…but now came the real shock. The biggest blow to earlier philosophy of science came, oddly enough, from the history of science, and in particular, from Thomas Kuhn’s 1962 book, The Structure of Scientific Revolutions. Now, Kuhn’s target in that book (it was a book about the history of science)…was typically called the “Whig Interpretation,” of the history of science…[which held that] science proceeds cumulatively and inevitably through the linear addition of discovery and argument, based on a background foundation of a set of concepts and assumptions. This is the kind of science which…you learned, and many people probably still learn, in their science classes. Namely, science proceeds by putting one brick on top of another brick. You get a foundation for your science, each experimentalist or theorist adds [another brick of] knowledge and you gradually build, build, build, build.

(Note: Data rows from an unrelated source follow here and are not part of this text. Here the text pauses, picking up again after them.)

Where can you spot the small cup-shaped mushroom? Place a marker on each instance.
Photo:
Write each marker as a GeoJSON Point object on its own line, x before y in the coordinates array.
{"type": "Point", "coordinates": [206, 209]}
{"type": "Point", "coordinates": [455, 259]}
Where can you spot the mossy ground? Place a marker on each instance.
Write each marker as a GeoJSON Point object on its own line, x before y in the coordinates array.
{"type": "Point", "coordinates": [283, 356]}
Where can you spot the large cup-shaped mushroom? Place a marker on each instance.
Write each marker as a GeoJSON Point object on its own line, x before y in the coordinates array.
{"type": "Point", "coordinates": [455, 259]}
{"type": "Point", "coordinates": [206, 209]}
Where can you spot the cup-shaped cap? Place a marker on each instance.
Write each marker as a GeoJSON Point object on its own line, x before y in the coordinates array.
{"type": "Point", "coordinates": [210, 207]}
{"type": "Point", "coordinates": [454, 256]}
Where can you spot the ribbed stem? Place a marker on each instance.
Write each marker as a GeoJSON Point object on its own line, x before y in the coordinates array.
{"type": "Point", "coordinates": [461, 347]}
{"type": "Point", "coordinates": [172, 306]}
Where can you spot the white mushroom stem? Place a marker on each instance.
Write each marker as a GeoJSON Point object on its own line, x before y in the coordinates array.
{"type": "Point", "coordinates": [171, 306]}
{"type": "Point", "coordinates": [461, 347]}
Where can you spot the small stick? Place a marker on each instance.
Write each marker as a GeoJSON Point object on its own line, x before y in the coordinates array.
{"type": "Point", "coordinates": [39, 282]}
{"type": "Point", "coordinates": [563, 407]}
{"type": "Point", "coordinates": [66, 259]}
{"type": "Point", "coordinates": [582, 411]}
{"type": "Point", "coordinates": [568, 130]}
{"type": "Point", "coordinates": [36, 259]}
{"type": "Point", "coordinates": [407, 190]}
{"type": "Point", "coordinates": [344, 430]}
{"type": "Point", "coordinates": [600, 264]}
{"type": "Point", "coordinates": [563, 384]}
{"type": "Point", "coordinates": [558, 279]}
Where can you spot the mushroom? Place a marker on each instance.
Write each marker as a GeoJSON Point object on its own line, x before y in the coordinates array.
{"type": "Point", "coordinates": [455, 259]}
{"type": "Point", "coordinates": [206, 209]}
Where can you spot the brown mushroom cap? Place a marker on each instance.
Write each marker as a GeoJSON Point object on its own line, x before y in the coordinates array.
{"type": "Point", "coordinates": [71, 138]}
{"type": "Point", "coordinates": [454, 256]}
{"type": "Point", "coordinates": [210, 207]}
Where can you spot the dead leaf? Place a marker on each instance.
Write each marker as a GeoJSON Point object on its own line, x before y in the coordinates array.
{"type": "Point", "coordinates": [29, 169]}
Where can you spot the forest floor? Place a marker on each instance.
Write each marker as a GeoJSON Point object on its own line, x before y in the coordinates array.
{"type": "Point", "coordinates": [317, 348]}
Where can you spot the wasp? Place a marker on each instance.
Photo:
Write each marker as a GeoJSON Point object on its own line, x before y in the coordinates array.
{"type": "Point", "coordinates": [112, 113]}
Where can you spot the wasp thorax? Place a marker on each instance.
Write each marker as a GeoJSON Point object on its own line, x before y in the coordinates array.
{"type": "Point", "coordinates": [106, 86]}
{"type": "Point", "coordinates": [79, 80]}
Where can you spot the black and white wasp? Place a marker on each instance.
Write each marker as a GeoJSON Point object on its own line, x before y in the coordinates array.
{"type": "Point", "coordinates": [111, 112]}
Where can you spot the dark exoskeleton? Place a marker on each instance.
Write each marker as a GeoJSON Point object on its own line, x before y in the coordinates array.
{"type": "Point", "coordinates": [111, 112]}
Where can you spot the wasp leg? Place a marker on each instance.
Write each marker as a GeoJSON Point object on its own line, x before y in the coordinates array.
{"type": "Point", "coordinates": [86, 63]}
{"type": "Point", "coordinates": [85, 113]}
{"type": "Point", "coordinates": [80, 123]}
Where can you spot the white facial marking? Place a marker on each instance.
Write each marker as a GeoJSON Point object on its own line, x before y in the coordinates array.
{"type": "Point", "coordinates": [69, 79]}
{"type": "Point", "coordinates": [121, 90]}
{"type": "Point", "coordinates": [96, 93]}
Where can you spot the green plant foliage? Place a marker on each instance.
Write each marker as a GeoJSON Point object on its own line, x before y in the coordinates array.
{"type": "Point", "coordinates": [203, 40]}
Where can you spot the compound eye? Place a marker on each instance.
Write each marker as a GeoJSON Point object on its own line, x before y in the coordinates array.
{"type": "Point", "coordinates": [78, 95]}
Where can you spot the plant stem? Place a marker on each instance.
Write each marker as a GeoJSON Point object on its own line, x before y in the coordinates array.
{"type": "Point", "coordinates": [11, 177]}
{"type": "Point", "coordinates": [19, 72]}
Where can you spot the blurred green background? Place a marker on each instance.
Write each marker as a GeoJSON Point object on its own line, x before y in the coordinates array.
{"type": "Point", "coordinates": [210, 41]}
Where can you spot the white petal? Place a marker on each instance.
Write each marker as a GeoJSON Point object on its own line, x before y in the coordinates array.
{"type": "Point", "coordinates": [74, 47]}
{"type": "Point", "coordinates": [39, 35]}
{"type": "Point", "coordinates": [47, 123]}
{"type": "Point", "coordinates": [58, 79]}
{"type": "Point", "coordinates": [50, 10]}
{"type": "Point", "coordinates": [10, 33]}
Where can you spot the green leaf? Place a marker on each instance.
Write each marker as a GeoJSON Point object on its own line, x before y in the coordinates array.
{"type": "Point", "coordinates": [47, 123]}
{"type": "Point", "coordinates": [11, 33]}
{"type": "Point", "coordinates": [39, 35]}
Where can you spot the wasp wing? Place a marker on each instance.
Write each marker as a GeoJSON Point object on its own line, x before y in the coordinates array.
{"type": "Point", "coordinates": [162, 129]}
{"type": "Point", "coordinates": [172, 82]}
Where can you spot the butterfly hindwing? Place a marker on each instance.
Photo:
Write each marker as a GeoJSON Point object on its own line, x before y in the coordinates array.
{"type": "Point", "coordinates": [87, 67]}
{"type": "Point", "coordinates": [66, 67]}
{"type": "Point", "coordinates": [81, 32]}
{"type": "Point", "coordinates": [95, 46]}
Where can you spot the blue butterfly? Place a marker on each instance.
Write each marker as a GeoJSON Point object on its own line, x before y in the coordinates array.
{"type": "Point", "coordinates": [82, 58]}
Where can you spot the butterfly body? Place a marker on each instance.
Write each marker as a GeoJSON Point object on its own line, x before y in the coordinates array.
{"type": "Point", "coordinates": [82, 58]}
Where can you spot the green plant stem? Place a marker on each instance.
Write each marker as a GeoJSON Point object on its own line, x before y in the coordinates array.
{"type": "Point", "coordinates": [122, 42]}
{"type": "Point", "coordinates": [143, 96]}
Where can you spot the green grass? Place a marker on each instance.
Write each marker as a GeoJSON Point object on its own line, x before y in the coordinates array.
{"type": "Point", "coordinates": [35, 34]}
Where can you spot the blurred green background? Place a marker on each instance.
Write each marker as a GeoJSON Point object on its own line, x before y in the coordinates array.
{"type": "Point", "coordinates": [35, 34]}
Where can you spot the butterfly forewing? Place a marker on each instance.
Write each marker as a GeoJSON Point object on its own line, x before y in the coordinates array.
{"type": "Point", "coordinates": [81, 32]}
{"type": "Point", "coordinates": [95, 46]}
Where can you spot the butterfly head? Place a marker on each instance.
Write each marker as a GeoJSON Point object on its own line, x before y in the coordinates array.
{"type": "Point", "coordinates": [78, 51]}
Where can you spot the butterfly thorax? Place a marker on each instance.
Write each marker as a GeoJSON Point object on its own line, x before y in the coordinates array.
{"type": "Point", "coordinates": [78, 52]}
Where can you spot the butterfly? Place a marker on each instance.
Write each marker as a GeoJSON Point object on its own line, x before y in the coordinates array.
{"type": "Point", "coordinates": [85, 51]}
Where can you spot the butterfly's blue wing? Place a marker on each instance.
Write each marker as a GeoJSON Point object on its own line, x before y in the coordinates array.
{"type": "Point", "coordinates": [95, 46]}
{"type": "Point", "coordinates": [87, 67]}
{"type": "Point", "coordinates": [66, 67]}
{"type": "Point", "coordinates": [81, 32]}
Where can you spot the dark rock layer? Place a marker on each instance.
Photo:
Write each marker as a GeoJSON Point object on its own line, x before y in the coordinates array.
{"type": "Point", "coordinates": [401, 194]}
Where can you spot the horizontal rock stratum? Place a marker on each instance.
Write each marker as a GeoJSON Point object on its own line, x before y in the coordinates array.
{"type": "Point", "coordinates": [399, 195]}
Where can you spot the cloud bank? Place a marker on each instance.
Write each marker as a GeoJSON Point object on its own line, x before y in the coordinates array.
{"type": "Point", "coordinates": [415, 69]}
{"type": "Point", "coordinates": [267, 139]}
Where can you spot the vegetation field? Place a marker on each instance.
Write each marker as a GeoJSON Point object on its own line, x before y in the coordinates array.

Kuhn argued that such is a plausible description only of a part—and in fact the least interesting part—of the development of science. For while what he will call “normal science” in most historical periods does proceed through the patient accumulation of fact. Over time, there gradually develops cracks and fissures: unsolvable problems begin to accumulate in this structure being built by normal science. When these cracks become grave enough, a scientific revolution takes place, nothing incremental but a sharp break, involving not the addition of one discovery or one little argument, but the wholesale replacement of what he called “the paradigm.” If you’ve heard the word “paradigm” in your life, it’s probably because it came from this book of Kuhn’s, which made it famous.
In a scientific revolution, the whole paradigm—meaning the fundamental concepts and practices of a science in a period of time—gets rejected. One paradigm is radically overthrown by another.
—Lawrence Cahoone describing Thomas Kuhn’s assertions in The Structure of Scientific Revolutions. The Modern Intellectual Tradition: From Descartes to Derrida. 2010. “New Philosophies of Science.” Lecture 29. The Teaching Company.